A veteran Dino team attempts to win McCrae Cup for the first time in history on home turf
1994 seems a long time ago for some, but for the past 35 odd years the Calgary Dinos have struggled with top universities in the Canada West conference, vying for the McCrae Cup — a championship never won by the U of C women’s field hockey team.
It’s a dream that head coach Jenn Swagar plans on making a reality when the Dinos host the championship again in early November.
“We are focused, and the goal is to win,” Swagar said. “We like to play on our turf because it’s fast. We are comfortable there, we like the speed of the game — it’s familiar.”
“I think it has been a big build, and we’ve done a lot to prep both strength and conditioning wise,” Swagar said. “Traveling to Argentina last year was all in preparation in making it to nationals, and preforming in nationals.”
“It was definitely a highlight of my career,” she said. “I was so glad I got the opportunity to compete at that level. The experience was satisfying, and was one that brought our team really close together.”
Assistant coach Jeremiah Barnert added that even with a few key contributors falling to illness in the past weeks, the Dinos have prevailed by bolstering their strategy in staying focused and controlling external factors such as nutrition, student stress, physical and psychological aspects.
“The girls are definitely focused,” he said. “Look at the number of veterans we have on this team — they’re ready to go. They know what they need to do and they know it’s just a matter of going out and doing it.”
And Barnert, who has coached the team closely for the past five years, said he believes the Dinos have a real opportunity to compete on a high level at this year’s tournament.
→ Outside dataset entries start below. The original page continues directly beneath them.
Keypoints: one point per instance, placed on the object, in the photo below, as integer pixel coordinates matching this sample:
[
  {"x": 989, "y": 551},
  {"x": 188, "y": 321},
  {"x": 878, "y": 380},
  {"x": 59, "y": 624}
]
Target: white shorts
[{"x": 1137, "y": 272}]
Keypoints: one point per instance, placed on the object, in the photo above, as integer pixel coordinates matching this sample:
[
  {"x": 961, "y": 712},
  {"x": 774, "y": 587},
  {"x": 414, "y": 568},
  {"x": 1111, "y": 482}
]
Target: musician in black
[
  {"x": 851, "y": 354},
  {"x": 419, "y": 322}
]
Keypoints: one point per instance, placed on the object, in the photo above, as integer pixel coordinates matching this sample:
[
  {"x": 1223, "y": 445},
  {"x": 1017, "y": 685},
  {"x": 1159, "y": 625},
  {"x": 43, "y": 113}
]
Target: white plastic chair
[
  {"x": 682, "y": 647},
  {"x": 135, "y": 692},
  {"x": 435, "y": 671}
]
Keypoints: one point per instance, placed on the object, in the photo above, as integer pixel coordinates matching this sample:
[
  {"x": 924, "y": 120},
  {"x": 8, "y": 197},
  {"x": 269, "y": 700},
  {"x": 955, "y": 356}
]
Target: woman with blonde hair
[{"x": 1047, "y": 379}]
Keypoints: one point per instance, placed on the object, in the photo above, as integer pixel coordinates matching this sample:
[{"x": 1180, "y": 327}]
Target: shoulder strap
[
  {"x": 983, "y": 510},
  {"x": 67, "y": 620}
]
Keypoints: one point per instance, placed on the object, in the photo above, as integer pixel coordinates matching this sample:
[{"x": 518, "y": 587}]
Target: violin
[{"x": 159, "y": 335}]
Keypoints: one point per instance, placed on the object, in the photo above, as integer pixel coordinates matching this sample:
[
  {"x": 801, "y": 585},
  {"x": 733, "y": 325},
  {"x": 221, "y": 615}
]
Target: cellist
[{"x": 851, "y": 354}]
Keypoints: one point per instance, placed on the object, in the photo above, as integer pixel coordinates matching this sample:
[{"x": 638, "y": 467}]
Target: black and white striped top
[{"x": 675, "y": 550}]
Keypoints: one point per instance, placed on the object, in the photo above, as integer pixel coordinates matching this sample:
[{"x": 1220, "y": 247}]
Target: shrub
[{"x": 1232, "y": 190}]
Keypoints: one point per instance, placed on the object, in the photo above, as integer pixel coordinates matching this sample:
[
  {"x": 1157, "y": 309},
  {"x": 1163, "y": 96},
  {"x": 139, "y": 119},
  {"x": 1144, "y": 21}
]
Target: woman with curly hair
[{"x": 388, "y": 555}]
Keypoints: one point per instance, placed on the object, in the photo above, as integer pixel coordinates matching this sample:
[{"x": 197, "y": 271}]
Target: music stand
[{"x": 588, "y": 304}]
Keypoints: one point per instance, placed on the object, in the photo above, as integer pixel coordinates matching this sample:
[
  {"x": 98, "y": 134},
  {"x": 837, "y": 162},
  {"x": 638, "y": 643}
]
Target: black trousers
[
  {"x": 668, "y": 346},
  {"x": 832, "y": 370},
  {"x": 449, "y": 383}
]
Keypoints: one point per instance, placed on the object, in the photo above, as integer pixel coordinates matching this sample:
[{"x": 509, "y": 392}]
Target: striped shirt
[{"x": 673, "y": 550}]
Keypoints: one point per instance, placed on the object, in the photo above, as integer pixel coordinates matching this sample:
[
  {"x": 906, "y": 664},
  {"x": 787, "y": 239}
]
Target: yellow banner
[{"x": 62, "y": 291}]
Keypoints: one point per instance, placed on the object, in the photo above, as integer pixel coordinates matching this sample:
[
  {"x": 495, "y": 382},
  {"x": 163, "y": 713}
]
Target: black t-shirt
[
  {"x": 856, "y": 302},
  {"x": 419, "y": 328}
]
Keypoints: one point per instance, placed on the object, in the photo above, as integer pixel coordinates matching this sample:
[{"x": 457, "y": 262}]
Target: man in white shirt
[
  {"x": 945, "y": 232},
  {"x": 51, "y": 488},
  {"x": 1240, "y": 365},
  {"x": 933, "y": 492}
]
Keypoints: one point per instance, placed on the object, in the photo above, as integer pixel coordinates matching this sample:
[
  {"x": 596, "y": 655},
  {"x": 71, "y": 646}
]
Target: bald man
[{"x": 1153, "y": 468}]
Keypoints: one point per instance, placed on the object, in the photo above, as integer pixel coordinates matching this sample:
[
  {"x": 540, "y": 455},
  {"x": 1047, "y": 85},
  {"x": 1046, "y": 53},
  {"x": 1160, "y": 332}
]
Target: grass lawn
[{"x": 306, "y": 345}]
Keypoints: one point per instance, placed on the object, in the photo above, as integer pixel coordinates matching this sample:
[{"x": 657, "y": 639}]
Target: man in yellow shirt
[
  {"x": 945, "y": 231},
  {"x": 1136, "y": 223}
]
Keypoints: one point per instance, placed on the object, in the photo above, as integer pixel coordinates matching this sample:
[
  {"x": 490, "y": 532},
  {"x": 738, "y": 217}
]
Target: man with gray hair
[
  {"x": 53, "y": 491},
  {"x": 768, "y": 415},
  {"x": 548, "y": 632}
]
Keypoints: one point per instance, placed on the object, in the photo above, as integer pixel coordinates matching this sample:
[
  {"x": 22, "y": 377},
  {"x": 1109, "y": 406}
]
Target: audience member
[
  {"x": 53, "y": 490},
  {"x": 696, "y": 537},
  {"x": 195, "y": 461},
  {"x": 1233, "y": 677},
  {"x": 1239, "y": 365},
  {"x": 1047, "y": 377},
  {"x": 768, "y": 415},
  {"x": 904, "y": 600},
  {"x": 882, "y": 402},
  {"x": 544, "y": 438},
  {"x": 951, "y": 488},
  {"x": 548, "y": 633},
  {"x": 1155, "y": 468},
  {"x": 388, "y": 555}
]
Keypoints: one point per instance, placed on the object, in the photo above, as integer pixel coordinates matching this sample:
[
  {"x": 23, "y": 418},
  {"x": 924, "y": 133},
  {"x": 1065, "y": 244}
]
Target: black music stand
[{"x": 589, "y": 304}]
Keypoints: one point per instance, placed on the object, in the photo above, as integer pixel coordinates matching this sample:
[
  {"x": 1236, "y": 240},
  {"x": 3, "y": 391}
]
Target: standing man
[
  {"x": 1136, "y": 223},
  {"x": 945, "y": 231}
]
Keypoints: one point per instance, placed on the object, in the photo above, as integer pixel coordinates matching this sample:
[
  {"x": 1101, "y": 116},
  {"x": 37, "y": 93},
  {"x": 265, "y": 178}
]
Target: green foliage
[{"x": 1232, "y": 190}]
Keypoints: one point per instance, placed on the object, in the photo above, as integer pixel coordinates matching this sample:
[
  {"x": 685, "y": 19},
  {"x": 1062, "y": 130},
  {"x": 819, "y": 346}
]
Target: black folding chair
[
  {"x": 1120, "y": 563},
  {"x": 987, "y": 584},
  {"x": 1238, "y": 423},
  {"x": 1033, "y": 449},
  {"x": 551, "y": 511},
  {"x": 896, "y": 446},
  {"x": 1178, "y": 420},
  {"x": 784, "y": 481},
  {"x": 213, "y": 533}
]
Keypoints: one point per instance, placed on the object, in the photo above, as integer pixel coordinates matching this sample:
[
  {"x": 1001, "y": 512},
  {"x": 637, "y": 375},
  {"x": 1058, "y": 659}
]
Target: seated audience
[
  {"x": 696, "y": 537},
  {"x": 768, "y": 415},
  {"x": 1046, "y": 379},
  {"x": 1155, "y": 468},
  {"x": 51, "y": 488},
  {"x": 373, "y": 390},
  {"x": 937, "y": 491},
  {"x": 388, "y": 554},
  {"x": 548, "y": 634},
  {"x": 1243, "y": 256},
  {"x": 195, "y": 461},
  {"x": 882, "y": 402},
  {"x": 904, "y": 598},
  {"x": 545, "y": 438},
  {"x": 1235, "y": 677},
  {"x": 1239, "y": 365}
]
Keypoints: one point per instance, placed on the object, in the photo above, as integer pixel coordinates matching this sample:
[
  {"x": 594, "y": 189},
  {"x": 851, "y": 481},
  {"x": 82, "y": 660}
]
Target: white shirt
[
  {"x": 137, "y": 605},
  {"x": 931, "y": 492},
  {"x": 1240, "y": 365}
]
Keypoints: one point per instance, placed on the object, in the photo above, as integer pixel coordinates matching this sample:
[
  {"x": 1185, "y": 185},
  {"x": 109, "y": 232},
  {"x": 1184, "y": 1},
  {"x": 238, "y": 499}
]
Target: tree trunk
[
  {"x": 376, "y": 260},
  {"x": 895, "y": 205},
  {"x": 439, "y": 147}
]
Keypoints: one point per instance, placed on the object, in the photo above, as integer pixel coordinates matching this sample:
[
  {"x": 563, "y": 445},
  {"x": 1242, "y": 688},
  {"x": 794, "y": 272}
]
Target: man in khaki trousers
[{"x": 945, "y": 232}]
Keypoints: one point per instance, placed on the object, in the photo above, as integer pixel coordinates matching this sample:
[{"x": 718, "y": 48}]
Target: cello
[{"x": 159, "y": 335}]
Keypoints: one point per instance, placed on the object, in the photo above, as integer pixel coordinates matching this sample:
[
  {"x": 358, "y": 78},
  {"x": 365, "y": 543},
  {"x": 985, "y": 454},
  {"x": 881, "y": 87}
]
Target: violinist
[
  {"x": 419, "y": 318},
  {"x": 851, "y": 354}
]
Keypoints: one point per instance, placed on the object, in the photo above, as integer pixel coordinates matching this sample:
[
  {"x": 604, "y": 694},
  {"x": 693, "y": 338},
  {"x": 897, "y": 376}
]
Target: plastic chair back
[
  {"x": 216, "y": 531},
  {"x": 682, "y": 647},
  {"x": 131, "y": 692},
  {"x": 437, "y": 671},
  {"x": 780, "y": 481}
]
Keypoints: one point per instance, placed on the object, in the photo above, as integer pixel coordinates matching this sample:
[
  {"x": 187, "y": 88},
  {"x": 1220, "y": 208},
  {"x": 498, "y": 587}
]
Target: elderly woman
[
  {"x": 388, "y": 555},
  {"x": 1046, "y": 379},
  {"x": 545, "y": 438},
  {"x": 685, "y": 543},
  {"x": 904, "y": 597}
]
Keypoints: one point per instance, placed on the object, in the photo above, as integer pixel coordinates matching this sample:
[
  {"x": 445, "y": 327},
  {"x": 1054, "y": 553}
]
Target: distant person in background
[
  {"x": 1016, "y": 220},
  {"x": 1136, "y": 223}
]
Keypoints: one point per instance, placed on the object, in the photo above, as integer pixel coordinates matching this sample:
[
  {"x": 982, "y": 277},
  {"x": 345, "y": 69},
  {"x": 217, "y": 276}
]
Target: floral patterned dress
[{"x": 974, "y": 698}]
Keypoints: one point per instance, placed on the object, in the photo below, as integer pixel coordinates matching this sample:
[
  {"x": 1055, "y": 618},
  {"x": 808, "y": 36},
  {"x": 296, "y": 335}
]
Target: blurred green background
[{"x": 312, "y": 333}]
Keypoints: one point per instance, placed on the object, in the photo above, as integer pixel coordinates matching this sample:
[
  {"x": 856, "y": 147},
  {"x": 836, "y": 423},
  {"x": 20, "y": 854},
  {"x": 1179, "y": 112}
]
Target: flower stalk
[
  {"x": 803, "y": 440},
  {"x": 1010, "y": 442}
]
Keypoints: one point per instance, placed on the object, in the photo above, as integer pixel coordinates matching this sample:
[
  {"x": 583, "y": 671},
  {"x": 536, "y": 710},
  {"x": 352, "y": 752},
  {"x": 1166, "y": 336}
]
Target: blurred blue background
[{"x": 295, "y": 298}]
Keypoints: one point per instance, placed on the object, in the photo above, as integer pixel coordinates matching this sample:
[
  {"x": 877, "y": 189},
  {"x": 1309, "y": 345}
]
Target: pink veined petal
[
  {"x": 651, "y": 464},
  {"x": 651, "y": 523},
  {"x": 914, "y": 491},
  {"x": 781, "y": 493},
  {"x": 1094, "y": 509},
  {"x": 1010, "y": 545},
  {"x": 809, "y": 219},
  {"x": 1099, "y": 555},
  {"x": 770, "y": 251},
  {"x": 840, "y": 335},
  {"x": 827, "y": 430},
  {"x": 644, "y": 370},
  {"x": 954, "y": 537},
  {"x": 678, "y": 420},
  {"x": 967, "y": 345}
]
“They are confident. They are prepped, and prepared for the ultimate goal of winning nationals,” he said. “They are really focused on the process more than I’d say the outcome, which is always positive when dealing with athletes.”
He said that with hosting nationals comes great responsibility, so coaching staff planned to deal with all possible outcomes this season.
“Last year we didn’t qualify for nationals, and this year we get an automatic birth,” Barnert said. But this year the Dinos have “qualified on our own terms, and that is a big goal the girls had.”
One of these go-getters, fifth year goalkeeper Stephanie Petrowitsch, 22, has had a “bounce-back” season, Barnert said. And with Petrowitsch being a solid netminder to rely on, the team can focus on their individual efforts he said.
Petrowitsch admits she is incredibly excited that the Dinos have a real chance to redeem themselves after missing last year’s nationals by a single point.
“Our whole five years comes down to this tournament that we get to play together. I think we are feeling good under the pressure and we are going use that pressure to play our best.”
Barnert said this is a great opportunity for the community to come out and see competitive field hockey, especially if they’ve never seen the game before. It’s a real chance to see “the highest level of field hockey you’ll ever see in Canada.”
The CIS Women’s Field Hockey Championship runs Nov 3 to 6 at Hawkings Field at the University of Calgary.